Lo interesante del caso es que sin querer queriendo las fuerzas del crimen quizás le dieron un impensado espaldarazo a la difusión de modos de transporte sustentable en la ciudad del norte. ¿Cómo es esto? Muy simple: el insoportable tráfico vivido la semana pasada pudo haber significado que muchos decidieran dejar sus automóviles en casa y se desplazaran a sus puntos de destino caminando o en bicicleta, modos en apariencia más lentos, pero altamente recomendables cuando una ciudad es presa de un atasco de dimensiones bíblicas. Sí, ya sé que puede sonar estúpido, pero no hay que olvidar que lo que anima a mucha gente a no movilizarse en auto (me incluyo en este grupo) es la perspectiva atemorizante de enfrentar un mar de automóviles cuyo movimiento se rige por los siempre estresantes dictados de la ley de la selva. Aunque parezca paradójico, la mejor manera de fomentar el uso del transporte público, la bicicleta o la caminata en la ciudad es haciendo del tráfico vehicular una experiencia insoportable. Un buen ejemplo lo proporciona el Metrobús, que debe gran parte de su éxito al hecho que transitar por Insurgentes en automóvil particular sea una verdadera pesadilla durante gran parte del día. Un escenario así, donde a simple vista se puede apreciar que el carril exclusivo del Metrobús es más rápido que las dos vías atestadas de automóviles que están a su lado, constituye el mejor incentivo del mundo para subirse al carro del transporte público.
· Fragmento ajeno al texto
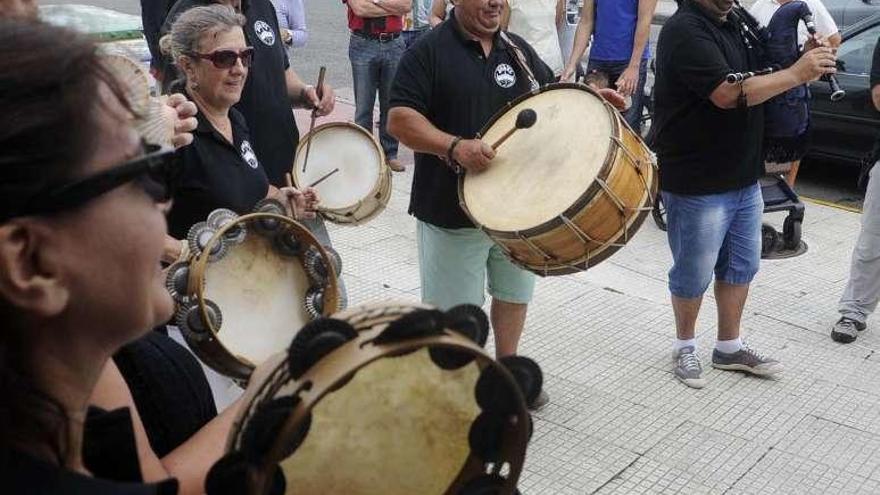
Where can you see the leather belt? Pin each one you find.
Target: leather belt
(380, 37)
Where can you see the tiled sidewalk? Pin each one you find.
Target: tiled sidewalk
(618, 422)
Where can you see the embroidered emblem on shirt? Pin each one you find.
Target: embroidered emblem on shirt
(505, 76)
(264, 32)
(247, 153)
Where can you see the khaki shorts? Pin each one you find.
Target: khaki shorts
(454, 263)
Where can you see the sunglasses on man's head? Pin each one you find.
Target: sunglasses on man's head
(155, 173)
(225, 59)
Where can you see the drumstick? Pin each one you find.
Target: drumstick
(524, 119)
(319, 91)
(324, 177)
(289, 180)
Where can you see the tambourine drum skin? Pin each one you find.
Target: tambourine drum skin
(396, 409)
(250, 288)
(568, 192)
(361, 188)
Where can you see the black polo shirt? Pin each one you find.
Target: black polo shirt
(875, 80)
(216, 174)
(446, 78)
(264, 103)
(109, 452)
(703, 149)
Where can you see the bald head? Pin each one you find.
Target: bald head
(18, 8)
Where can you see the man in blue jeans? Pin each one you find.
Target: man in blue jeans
(620, 31)
(708, 143)
(375, 49)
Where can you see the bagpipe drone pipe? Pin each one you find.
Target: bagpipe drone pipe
(787, 116)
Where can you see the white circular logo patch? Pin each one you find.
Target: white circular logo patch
(505, 76)
(247, 153)
(264, 32)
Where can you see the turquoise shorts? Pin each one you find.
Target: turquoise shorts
(453, 264)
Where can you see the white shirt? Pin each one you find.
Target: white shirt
(763, 11)
(535, 21)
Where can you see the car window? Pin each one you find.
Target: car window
(855, 54)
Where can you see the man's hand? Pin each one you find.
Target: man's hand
(182, 112)
(299, 204)
(568, 74)
(324, 105)
(814, 64)
(616, 99)
(628, 80)
(473, 154)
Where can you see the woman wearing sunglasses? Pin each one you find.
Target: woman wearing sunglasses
(220, 168)
(177, 432)
(82, 226)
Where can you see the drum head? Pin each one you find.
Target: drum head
(399, 427)
(260, 293)
(540, 172)
(346, 147)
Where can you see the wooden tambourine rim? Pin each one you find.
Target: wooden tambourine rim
(200, 264)
(338, 366)
(345, 216)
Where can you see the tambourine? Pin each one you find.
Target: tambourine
(249, 284)
(393, 399)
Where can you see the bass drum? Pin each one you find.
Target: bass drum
(566, 193)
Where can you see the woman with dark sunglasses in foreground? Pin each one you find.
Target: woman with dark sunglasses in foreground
(82, 232)
(176, 421)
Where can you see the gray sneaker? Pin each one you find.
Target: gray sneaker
(746, 359)
(846, 330)
(686, 367)
(540, 401)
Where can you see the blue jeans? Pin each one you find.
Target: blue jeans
(633, 115)
(713, 232)
(373, 65)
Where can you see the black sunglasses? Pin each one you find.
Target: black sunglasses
(155, 173)
(225, 59)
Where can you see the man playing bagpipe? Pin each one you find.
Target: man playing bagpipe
(709, 141)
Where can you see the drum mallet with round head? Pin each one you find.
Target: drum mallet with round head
(524, 119)
(319, 89)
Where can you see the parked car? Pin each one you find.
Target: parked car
(844, 131)
(848, 12)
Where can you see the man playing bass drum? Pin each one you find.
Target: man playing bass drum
(708, 141)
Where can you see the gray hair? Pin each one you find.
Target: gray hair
(191, 26)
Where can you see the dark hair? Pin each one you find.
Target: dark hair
(49, 100)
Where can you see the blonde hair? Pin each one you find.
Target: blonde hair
(191, 26)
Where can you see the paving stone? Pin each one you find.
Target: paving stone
(564, 461)
(784, 473)
(647, 476)
(839, 446)
(618, 422)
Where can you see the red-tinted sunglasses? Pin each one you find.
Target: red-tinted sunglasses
(225, 59)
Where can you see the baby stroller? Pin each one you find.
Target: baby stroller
(778, 196)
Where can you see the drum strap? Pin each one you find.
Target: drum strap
(520, 58)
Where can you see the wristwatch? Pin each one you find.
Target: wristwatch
(303, 98)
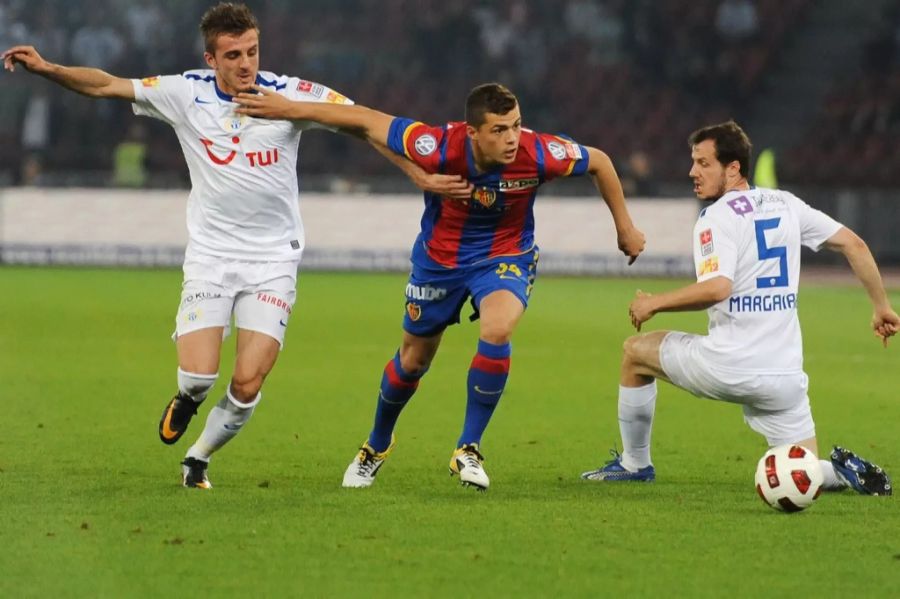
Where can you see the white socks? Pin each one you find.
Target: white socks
(194, 385)
(636, 407)
(831, 482)
(225, 421)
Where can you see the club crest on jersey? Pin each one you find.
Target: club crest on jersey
(513, 184)
(484, 196)
(709, 265)
(414, 311)
(706, 245)
(234, 123)
(426, 144)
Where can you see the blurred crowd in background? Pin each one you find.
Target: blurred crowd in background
(632, 77)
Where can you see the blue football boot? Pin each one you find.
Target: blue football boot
(613, 470)
(863, 476)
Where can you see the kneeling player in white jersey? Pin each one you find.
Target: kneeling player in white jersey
(245, 236)
(747, 256)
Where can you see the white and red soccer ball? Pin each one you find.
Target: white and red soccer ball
(789, 478)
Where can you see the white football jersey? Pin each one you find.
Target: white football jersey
(244, 192)
(753, 237)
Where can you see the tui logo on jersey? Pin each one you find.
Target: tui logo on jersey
(484, 196)
(216, 159)
(414, 311)
(426, 144)
(706, 245)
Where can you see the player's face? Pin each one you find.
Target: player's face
(497, 139)
(708, 173)
(236, 61)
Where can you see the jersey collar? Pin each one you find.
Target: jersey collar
(225, 97)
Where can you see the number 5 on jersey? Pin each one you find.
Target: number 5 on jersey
(770, 253)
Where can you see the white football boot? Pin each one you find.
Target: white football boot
(362, 470)
(466, 461)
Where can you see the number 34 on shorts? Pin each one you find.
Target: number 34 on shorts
(513, 271)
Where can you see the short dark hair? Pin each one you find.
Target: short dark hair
(731, 144)
(228, 18)
(488, 97)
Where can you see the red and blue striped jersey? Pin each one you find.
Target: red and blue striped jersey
(499, 218)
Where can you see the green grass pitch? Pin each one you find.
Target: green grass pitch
(91, 503)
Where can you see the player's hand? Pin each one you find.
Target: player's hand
(447, 186)
(26, 56)
(631, 242)
(885, 324)
(264, 104)
(641, 309)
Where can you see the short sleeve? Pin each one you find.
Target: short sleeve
(417, 141)
(715, 247)
(162, 97)
(562, 156)
(303, 90)
(816, 227)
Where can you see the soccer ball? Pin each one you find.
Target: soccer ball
(789, 478)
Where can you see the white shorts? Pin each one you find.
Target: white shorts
(775, 405)
(260, 295)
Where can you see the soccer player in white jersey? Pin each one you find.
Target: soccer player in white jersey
(747, 257)
(245, 236)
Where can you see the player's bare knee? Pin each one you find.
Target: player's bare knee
(414, 362)
(631, 350)
(245, 387)
(498, 333)
(195, 384)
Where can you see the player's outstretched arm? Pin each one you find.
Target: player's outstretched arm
(353, 118)
(697, 296)
(448, 186)
(90, 82)
(630, 239)
(885, 322)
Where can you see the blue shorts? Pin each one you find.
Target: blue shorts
(435, 294)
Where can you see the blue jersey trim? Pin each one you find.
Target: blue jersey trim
(443, 156)
(395, 134)
(227, 98)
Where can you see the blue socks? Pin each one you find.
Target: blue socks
(397, 386)
(487, 379)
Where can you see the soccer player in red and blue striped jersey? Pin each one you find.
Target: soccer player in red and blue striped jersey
(481, 249)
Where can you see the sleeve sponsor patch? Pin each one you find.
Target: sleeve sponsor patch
(706, 243)
(311, 88)
(564, 150)
(556, 150)
(336, 98)
(708, 266)
(425, 144)
(740, 205)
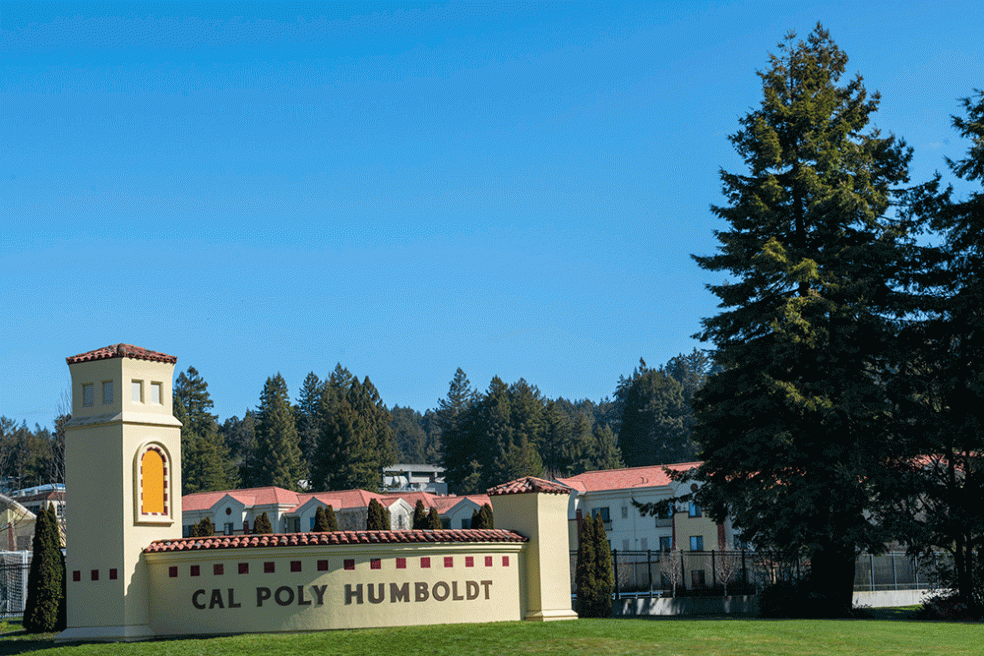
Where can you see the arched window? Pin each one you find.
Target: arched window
(153, 501)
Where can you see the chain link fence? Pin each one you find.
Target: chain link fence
(724, 573)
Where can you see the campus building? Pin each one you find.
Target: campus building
(131, 575)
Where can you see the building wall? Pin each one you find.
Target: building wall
(337, 587)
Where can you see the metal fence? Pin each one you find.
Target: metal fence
(14, 568)
(714, 573)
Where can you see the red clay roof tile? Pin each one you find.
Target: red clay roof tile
(333, 538)
(527, 485)
(121, 351)
(621, 479)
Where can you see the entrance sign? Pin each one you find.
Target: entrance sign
(132, 576)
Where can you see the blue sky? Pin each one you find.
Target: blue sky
(404, 188)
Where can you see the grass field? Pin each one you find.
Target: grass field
(670, 637)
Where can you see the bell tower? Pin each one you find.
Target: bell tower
(123, 487)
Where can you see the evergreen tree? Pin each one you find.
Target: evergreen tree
(419, 515)
(262, 525)
(794, 428)
(46, 578)
(306, 418)
(278, 454)
(330, 518)
(433, 519)
(376, 517)
(320, 520)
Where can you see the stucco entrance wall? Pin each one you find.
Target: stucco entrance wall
(343, 580)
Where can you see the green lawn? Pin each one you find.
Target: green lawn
(670, 637)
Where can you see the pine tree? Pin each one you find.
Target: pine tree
(278, 454)
(205, 462)
(419, 515)
(262, 525)
(330, 518)
(320, 520)
(794, 429)
(433, 519)
(43, 609)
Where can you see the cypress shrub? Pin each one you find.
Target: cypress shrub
(419, 515)
(330, 517)
(320, 520)
(433, 519)
(262, 525)
(46, 578)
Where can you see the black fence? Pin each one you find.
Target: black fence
(13, 585)
(716, 573)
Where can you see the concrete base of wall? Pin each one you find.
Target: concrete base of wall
(891, 598)
(744, 605)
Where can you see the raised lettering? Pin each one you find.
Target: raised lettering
(399, 592)
(438, 595)
(373, 599)
(420, 591)
(350, 594)
(279, 598)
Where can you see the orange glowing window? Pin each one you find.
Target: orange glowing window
(152, 479)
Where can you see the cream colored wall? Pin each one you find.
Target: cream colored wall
(547, 577)
(101, 445)
(330, 599)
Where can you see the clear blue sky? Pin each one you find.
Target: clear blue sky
(404, 188)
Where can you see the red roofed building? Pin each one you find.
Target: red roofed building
(610, 493)
(232, 511)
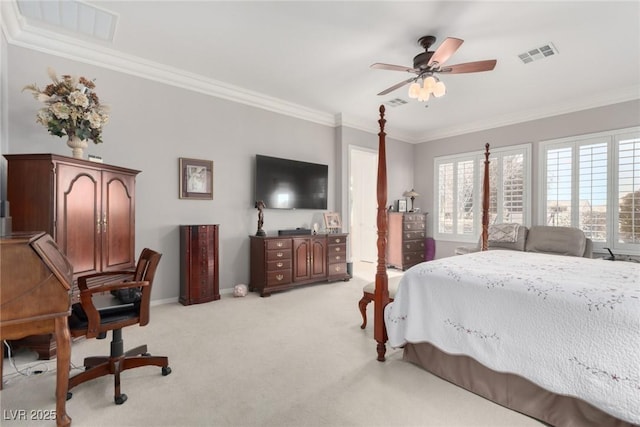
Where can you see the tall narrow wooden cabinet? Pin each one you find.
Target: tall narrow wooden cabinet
(406, 239)
(199, 275)
(87, 207)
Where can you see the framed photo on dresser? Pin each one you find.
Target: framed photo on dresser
(332, 221)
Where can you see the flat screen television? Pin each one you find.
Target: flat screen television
(291, 184)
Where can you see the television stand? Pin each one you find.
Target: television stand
(283, 262)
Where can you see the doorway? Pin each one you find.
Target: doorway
(363, 204)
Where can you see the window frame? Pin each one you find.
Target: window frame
(612, 139)
(478, 158)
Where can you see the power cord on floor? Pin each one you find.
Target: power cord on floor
(28, 369)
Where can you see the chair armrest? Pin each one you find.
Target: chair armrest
(86, 300)
(82, 280)
(113, 286)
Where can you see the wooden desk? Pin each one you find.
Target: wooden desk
(35, 298)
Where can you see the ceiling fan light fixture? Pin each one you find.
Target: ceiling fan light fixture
(423, 95)
(429, 83)
(414, 90)
(439, 89)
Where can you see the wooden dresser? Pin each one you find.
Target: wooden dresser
(283, 262)
(406, 239)
(87, 207)
(199, 270)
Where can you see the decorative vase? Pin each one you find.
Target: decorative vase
(77, 145)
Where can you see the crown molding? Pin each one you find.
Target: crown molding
(19, 33)
(631, 93)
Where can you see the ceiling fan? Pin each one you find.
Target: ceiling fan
(429, 63)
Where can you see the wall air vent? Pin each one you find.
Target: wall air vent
(70, 16)
(538, 53)
(395, 102)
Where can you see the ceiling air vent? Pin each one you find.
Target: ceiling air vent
(395, 102)
(71, 16)
(538, 53)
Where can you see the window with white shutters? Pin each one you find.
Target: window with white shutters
(593, 183)
(458, 186)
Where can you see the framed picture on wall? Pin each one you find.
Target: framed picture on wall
(332, 221)
(196, 179)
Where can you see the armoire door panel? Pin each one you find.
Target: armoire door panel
(118, 221)
(77, 230)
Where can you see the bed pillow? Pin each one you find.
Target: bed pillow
(556, 240)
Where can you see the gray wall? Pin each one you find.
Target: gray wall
(153, 124)
(594, 120)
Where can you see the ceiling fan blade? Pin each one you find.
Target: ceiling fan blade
(396, 86)
(379, 66)
(469, 67)
(445, 50)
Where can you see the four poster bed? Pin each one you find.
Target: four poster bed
(554, 337)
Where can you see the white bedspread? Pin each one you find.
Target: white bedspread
(569, 324)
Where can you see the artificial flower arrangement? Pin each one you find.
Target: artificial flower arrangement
(72, 107)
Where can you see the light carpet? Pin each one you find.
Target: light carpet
(297, 358)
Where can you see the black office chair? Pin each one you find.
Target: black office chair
(88, 321)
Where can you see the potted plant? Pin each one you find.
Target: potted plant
(72, 109)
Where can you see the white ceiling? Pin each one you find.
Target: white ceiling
(315, 56)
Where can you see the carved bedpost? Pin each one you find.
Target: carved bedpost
(485, 200)
(381, 295)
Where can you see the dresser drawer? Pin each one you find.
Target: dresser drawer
(276, 255)
(336, 240)
(414, 226)
(336, 250)
(413, 258)
(336, 257)
(284, 264)
(279, 244)
(337, 269)
(275, 278)
(414, 235)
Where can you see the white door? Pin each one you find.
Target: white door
(364, 205)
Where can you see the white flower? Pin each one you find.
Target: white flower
(95, 121)
(78, 98)
(61, 110)
(71, 107)
(43, 117)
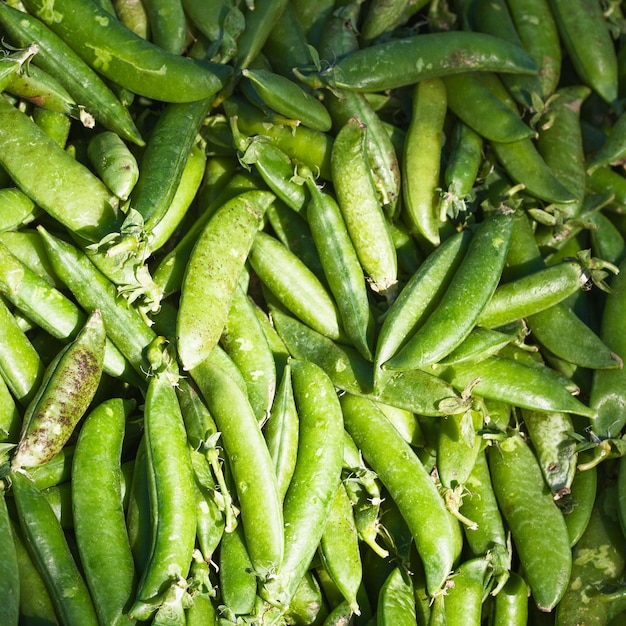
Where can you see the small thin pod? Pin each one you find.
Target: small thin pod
(422, 158)
(172, 497)
(408, 484)
(70, 385)
(51, 553)
(537, 525)
(315, 479)
(466, 296)
(361, 208)
(99, 522)
(212, 272)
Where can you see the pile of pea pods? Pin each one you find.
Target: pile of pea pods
(311, 313)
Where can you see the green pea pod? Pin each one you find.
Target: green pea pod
(51, 553)
(422, 158)
(113, 162)
(582, 27)
(341, 268)
(83, 84)
(317, 471)
(408, 484)
(408, 60)
(537, 525)
(214, 268)
(99, 522)
(466, 296)
(250, 465)
(172, 497)
(340, 548)
(70, 384)
(132, 62)
(88, 208)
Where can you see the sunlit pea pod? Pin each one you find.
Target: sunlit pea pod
(295, 286)
(407, 60)
(213, 270)
(288, 98)
(361, 209)
(83, 84)
(422, 158)
(464, 299)
(317, 471)
(88, 207)
(582, 27)
(536, 524)
(413, 390)
(132, 62)
(114, 163)
(244, 341)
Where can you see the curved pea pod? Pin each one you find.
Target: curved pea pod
(408, 484)
(598, 561)
(315, 479)
(467, 294)
(405, 61)
(421, 160)
(341, 268)
(550, 435)
(122, 56)
(292, 283)
(362, 211)
(61, 186)
(99, 521)
(113, 162)
(212, 272)
(288, 98)
(172, 498)
(537, 525)
(250, 465)
(70, 384)
(51, 554)
(582, 27)
(413, 390)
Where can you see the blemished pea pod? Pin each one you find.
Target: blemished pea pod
(555, 448)
(99, 520)
(172, 497)
(125, 58)
(471, 98)
(413, 390)
(10, 577)
(536, 524)
(532, 293)
(405, 61)
(292, 283)
(212, 272)
(582, 27)
(59, 60)
(340, 548)
(418, 296)
(114, 163)
(288, 98)
(69, 385)
(361, 209)
(61, 186)
(250, 464)
(341, 268)
(467, 294)
(315, 479)
(408, 484)
(51, 553)
(422, 158)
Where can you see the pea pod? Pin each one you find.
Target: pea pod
(70, 384)
(536, 524)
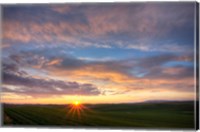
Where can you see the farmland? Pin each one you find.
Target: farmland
(162, 115)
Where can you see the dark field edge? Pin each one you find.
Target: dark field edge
(197, 66)
(100, 127)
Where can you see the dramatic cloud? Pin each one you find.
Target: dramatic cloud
(46, 87)
(136, 26)
(138, 50)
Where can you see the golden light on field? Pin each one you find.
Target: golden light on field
(76, 103)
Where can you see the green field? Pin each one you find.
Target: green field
(166, 115)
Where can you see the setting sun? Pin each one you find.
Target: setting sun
(76, 103)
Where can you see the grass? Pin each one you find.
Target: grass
(166, 115)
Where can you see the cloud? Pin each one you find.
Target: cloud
(47, 87)
(144, 26)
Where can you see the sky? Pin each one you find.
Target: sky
(97, 53)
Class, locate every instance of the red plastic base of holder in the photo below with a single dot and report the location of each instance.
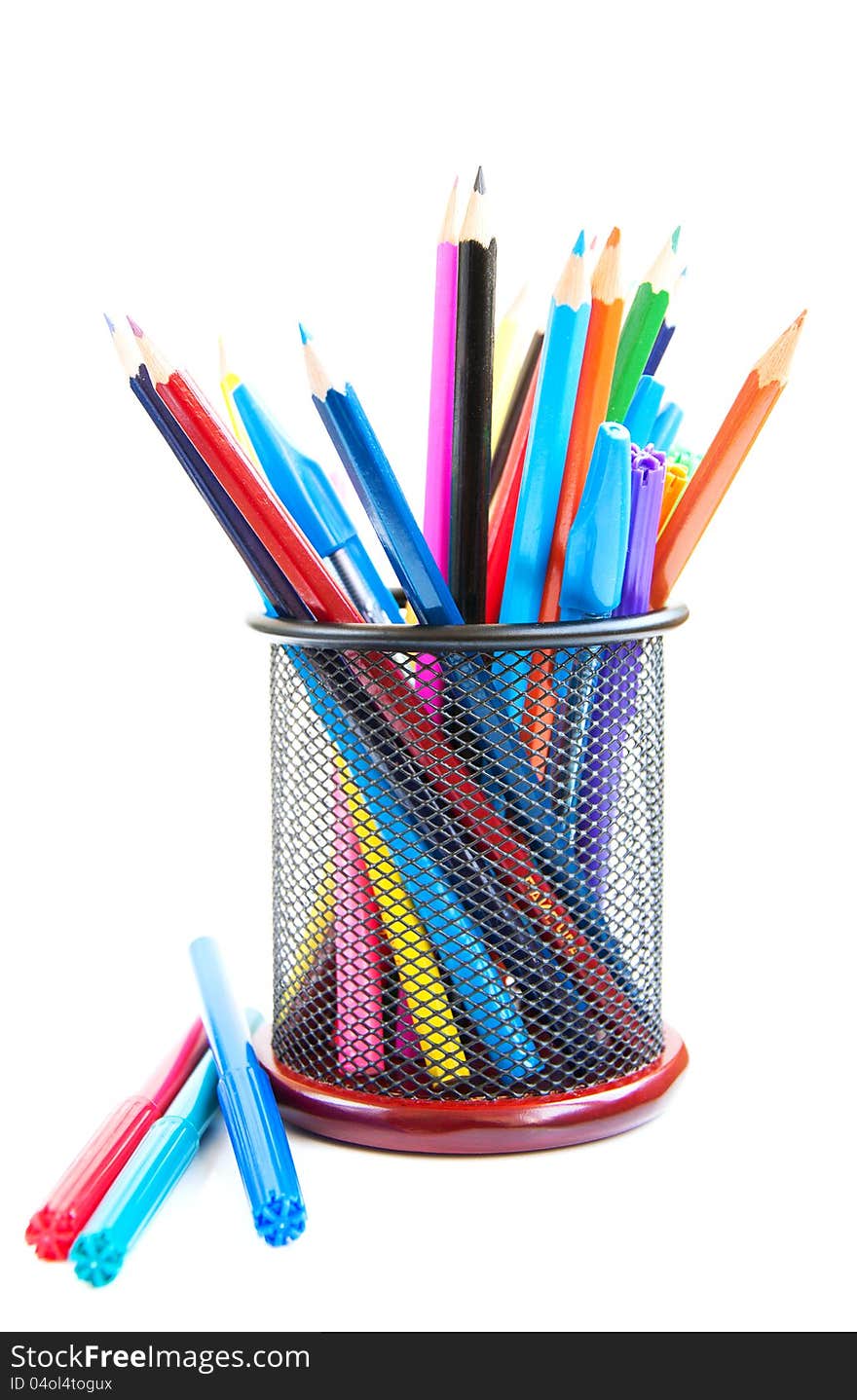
(476, 1127)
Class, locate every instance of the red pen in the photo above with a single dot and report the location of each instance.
(55, 1228)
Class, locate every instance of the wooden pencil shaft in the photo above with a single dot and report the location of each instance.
(472, 427)
(515, 403)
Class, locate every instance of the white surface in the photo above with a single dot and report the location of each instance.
(230, 168)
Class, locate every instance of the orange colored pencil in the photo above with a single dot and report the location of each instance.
(590, 409)
(719, 466)
(504, 502)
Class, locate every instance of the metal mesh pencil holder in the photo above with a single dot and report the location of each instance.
(466, 882)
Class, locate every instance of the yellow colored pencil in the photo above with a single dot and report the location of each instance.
(511, 344)
(425, 993)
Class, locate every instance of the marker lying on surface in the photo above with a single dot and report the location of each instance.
(77, 1193)
(141, 1188)
(248, 1106)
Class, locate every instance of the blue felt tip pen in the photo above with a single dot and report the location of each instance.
(643, 412)
(665, 427)
(248, 1106)
(313, 502)
(141, 1188)
(598, 539)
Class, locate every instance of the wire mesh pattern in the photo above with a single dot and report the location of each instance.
(466, 902)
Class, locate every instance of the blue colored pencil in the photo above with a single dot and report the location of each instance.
(381, 496)
(556, 390)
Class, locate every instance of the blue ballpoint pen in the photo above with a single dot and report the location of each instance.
(591, 588)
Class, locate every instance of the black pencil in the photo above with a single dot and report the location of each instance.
(472, 411)
(515, 403)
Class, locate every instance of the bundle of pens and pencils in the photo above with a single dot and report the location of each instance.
(467, 811)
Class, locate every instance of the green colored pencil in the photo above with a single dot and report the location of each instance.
(640, 329)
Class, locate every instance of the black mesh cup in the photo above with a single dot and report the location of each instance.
(467, 879)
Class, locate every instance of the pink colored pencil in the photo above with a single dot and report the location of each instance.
(358, 1031)
(435, 517)
(438, 466)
En otras palabras, una buena dosis de congestión puede ser una poderosa herramienta para desarrollar medios de transporte más sustentables, siempre y cuando estos cuenten con una red que permita su desplazamiento expedito.

Tom Vanderbilt en su ya clásico e imprescindible libro Traffic cuenta la historia de Sam Schwartz, ex comisionado de tránsito de Nueva York, quien calculaba que cada vez que emitía una señal de congestión vial aguda (gridlock alert), entre 50 mil y 60 mil vehículos se quedaban guardados en casa. ¿Qué pasaría si a los habitantes de Monterrey se les avisara con anticipación que las calles de su ciudad van a amanecer bloqueadas por coches colocados por narcotraficantes? Seguramente más de alguno decidiría irse caminando o pedaleando a su lugar de trabajo o estudio. No hay más que ver lo que pasa en el DF cada vez que la gente del SME, del SNTE o del sindicato número 5 de JINICUIMEX anuncia un plantón en la ciudad: el número de automóviles circulando disminuye ostensiblemente, mientras los vagones del Metro se ven abarrotados por la llegada de usuarios que generalmente se desplazan en sus coches, pero que deciden que vale la pena hacer una excepción por un día dadas las infernales condiciones de desplazamiento que se viven en la superficie.

Si los bloqueos duraran todo el año, otros tantos decidirían cambiar su lugar de residencia a uno más cerca de sus lugares de destino, lo que finalmente produciría una fuerte presión por localizaciones más céntricas, situación que se traduciría en una progresiva densificación de la ciudad. Ciudades más densas implican menos viajes en automóvil particular y más en transporte público o medios no motorizados, justamente lo que busca una estrategia de desarrollo urbano sustentable.

No somos pocos los que preferimos el transporte público, caminar o pedalear porque el acto de conducir en la ciudad nos provoca urticaria; si el día de mañana nos garantizaran que las calles van a estar permanentemente vacías, que siempre vamos a encontrar estacionamiento gratuito, que no va a haber franeleros y limpiavidrios en las esquinas, y que los demás conductores se van a comportar como unos caballeros, probablemente nos subiríamos a un automóvil, algo que el medio ambiente lamentaría profundamente. Nadie sabe para quien trabaja, que en una de esas el futuro de la movilidad en las ciudades pase por la acción concertada de tipos bloqueando sus calles. No nos debiera extrañar, que el mundo del transporte urbano está lleno de paradojas.